Re: [RFC PATCH] mm: mempolicy: remove MPOL_MF_LAZY
From: Michal Hocko
Date: Thu Mar 21 2019 - 12:51:18 EST
On Thu 21-03-19 09:21:39, Yang Shi wrote:
>
>
> On 3/21/19 7:57 AM, Michal Hocko wrote:
> > On Wed 20-03-19 08:27:39, Yang Shi wrote:
> > > MPOL_MF_LAZY was added by commit b24f53a0bea3 ("mm: mempolicy: Add
> > > MPOL_MF_LAZY"), then it was disabled by commit a720094ded8c ("mm:
> > > mempolicy: Hide MPOL_NOOP and MPOL_MF_LAZY from userspace for now")

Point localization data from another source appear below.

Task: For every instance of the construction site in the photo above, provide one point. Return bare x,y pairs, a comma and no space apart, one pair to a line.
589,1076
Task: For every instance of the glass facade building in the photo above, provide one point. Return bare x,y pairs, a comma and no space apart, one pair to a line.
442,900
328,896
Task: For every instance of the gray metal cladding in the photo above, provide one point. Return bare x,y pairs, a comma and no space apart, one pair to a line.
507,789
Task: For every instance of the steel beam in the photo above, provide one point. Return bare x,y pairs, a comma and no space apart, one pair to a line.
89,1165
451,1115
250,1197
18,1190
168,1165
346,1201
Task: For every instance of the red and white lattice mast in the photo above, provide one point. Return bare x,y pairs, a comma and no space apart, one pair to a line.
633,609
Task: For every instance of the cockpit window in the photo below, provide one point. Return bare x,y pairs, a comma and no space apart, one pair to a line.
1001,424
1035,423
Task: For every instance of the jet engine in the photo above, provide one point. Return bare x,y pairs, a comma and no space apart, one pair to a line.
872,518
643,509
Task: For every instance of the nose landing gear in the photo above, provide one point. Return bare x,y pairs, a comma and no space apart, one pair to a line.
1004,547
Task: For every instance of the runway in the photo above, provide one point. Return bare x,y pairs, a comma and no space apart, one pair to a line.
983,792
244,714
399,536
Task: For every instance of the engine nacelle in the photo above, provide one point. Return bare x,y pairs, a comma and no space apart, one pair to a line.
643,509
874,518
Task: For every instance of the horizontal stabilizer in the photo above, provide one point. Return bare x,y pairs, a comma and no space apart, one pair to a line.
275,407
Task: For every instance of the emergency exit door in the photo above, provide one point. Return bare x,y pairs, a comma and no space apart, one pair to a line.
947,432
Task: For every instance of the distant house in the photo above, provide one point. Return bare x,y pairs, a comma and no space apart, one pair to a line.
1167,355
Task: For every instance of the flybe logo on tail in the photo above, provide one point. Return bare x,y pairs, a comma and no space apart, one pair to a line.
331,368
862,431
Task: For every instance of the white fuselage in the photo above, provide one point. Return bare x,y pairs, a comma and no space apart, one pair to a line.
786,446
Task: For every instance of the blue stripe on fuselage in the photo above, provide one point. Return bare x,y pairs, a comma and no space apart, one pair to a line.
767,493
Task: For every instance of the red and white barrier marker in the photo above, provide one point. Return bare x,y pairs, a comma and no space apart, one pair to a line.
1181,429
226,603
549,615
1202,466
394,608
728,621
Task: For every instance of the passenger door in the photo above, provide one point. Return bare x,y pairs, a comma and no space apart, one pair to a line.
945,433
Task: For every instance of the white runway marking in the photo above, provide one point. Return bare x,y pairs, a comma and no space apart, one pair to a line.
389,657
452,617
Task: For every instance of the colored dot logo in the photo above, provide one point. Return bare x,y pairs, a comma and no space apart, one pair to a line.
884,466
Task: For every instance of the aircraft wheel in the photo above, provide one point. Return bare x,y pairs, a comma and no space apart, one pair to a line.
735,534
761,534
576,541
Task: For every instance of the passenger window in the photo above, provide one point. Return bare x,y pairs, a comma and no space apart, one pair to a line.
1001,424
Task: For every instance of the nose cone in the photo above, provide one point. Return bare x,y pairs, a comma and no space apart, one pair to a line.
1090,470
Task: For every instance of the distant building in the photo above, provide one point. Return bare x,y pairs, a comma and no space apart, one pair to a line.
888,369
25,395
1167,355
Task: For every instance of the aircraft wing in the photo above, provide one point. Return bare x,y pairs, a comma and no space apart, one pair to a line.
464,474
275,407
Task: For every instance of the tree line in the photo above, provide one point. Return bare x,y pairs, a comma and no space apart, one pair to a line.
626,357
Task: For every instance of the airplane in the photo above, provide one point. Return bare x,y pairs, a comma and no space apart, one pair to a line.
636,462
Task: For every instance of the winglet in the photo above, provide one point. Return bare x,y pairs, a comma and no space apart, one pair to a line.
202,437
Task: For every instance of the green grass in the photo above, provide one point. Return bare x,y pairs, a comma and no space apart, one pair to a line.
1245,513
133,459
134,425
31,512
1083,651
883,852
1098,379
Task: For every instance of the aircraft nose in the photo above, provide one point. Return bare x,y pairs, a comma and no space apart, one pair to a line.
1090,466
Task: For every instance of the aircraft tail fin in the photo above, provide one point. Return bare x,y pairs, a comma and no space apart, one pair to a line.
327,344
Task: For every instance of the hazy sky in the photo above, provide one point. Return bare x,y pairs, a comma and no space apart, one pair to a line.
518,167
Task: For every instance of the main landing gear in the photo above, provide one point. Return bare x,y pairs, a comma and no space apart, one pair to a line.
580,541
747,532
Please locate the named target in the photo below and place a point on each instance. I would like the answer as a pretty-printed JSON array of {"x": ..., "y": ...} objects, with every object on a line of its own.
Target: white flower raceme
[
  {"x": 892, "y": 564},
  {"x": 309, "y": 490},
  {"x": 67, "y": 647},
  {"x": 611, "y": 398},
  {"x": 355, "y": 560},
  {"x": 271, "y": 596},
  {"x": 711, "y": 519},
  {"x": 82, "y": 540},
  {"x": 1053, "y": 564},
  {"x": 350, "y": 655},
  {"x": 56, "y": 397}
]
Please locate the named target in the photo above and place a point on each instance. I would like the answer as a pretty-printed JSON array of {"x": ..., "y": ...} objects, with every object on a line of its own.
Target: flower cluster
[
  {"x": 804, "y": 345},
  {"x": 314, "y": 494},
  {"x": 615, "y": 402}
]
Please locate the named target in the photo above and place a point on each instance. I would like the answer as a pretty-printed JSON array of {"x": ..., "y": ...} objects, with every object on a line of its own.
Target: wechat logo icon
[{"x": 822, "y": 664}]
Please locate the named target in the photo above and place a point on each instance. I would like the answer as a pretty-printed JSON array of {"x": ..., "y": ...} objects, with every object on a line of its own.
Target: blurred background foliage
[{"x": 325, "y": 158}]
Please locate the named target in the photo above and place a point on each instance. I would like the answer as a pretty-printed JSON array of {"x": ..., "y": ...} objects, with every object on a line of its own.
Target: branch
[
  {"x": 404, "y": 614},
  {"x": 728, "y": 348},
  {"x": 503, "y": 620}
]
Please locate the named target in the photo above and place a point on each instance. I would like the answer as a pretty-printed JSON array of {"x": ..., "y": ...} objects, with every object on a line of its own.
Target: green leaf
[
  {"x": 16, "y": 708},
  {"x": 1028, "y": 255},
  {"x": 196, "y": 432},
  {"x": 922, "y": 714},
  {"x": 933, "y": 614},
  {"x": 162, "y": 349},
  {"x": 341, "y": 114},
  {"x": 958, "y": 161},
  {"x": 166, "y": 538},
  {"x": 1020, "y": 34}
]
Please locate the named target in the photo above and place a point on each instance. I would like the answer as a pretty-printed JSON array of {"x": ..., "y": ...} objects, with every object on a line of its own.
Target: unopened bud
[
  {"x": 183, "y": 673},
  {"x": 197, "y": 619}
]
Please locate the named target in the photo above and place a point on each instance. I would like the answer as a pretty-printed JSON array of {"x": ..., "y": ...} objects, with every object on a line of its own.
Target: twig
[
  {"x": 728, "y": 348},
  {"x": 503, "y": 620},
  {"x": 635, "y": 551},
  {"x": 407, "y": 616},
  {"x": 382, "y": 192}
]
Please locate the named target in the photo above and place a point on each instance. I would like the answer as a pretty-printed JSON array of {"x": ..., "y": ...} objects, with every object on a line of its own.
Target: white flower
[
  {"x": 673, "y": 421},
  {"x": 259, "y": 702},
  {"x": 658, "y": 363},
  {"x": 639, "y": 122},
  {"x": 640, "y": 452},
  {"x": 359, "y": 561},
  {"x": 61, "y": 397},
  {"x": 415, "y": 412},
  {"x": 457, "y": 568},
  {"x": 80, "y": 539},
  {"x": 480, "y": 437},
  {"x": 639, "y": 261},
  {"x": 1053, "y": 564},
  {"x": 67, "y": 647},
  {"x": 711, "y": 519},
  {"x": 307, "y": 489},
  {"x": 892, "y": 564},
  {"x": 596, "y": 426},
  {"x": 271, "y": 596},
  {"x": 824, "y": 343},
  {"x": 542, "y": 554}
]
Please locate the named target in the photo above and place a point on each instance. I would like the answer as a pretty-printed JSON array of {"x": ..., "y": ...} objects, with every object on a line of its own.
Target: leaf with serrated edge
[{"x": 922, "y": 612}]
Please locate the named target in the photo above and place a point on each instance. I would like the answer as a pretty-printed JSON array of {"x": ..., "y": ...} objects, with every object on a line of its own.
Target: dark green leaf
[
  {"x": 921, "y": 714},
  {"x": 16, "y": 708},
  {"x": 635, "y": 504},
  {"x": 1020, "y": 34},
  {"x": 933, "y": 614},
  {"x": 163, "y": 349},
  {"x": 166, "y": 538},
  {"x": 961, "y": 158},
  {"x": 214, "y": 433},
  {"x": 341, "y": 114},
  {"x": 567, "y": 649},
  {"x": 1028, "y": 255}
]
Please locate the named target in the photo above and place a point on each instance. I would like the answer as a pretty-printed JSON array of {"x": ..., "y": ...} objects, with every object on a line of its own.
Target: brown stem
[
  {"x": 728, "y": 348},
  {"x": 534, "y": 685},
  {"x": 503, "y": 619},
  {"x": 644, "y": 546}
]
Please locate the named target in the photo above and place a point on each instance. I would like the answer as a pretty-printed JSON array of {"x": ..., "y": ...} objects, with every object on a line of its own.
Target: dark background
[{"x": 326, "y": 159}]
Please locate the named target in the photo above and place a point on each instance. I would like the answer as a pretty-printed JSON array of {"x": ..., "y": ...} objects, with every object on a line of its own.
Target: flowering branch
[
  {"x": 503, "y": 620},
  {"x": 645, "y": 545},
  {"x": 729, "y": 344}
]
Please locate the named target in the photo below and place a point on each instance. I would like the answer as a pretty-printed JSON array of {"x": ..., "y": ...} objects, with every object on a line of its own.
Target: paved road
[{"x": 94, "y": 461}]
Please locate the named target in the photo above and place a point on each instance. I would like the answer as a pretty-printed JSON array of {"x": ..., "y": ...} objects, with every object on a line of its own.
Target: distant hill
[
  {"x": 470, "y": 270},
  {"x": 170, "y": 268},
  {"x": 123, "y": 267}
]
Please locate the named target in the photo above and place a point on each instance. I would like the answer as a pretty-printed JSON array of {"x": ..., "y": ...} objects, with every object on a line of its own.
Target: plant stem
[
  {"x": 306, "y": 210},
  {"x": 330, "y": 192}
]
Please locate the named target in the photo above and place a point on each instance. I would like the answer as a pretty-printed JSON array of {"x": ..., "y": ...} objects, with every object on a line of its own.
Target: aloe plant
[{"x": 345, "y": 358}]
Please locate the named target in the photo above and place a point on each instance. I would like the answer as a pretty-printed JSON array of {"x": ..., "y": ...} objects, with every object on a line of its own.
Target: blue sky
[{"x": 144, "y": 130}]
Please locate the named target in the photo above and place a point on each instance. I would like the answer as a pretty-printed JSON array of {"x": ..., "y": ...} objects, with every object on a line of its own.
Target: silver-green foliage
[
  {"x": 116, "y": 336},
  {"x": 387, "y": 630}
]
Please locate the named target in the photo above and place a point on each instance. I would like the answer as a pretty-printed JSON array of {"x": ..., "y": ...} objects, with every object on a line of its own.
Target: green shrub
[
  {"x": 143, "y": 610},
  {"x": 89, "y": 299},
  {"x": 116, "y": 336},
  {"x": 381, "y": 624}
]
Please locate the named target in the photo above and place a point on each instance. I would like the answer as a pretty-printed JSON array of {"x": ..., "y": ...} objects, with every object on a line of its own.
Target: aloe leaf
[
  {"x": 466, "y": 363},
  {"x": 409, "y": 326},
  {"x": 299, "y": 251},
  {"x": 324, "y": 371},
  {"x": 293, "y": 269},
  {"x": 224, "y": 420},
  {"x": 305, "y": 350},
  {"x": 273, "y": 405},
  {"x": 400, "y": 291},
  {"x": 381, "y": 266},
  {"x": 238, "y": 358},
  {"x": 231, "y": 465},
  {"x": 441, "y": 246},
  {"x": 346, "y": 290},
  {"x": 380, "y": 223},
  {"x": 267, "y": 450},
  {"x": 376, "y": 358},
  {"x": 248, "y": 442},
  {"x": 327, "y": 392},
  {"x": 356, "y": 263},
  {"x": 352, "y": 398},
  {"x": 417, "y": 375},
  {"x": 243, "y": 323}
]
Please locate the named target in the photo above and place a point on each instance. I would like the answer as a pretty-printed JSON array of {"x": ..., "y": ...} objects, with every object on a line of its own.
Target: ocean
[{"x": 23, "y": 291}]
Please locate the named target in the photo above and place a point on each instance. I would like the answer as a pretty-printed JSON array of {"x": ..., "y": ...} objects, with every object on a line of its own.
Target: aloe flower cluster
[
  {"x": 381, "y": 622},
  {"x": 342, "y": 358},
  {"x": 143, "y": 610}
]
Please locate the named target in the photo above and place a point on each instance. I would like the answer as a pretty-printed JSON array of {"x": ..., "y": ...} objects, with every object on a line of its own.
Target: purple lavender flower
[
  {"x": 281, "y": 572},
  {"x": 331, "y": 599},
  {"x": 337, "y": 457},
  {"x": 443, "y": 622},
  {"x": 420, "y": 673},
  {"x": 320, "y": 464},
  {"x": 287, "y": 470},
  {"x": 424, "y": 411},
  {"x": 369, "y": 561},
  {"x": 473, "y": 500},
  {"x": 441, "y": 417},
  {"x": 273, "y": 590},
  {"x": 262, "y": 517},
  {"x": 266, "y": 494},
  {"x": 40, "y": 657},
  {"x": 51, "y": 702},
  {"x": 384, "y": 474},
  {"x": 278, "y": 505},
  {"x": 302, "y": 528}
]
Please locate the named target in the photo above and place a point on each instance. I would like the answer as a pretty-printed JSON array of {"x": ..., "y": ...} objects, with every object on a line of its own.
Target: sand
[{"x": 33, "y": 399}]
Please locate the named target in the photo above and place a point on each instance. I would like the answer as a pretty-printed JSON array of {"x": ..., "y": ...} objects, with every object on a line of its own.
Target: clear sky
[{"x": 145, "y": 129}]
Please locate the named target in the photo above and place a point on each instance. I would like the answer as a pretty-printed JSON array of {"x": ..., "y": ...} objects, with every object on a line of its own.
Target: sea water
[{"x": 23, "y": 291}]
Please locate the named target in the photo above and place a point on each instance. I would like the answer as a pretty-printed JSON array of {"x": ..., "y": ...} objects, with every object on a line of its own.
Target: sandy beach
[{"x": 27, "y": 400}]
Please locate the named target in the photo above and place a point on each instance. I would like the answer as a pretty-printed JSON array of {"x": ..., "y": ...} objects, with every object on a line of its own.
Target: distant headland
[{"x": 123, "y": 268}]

> > > right away in 2012. So, it is never ever exported to userspace.
> > >
> > > And, it looks nobody is interested in revisiting it since it was
> > > disabled 7 years ago. So, it sounds pointless to still keep it around.
> > The above changelog owes us a lot of explanation about why this is
> > safe and backward compatible. I am also not sure you can change
> > MPOL_MF_INTERNAL because somebody still might use the flag from
> > userspace and we want to guarantee it will have the exact same semantic.
>
> Since MPOL_MF_LAZY is never exported to userspace (Mel helped to confirm
> this in the other thread), so I'm supposed it should be safe and backward
> compatible to userspace.
You didn't get my point. The flag is exported to the userspace and
nothing in the syscall entry path checks and masks it. So we really have
to preserve the semantic of the flag bit for ever.
> I'm also not sure if anyone use MPOL_MF_INTERNAL or not and how they use it
> in their applications, but how about keeping it unchanged?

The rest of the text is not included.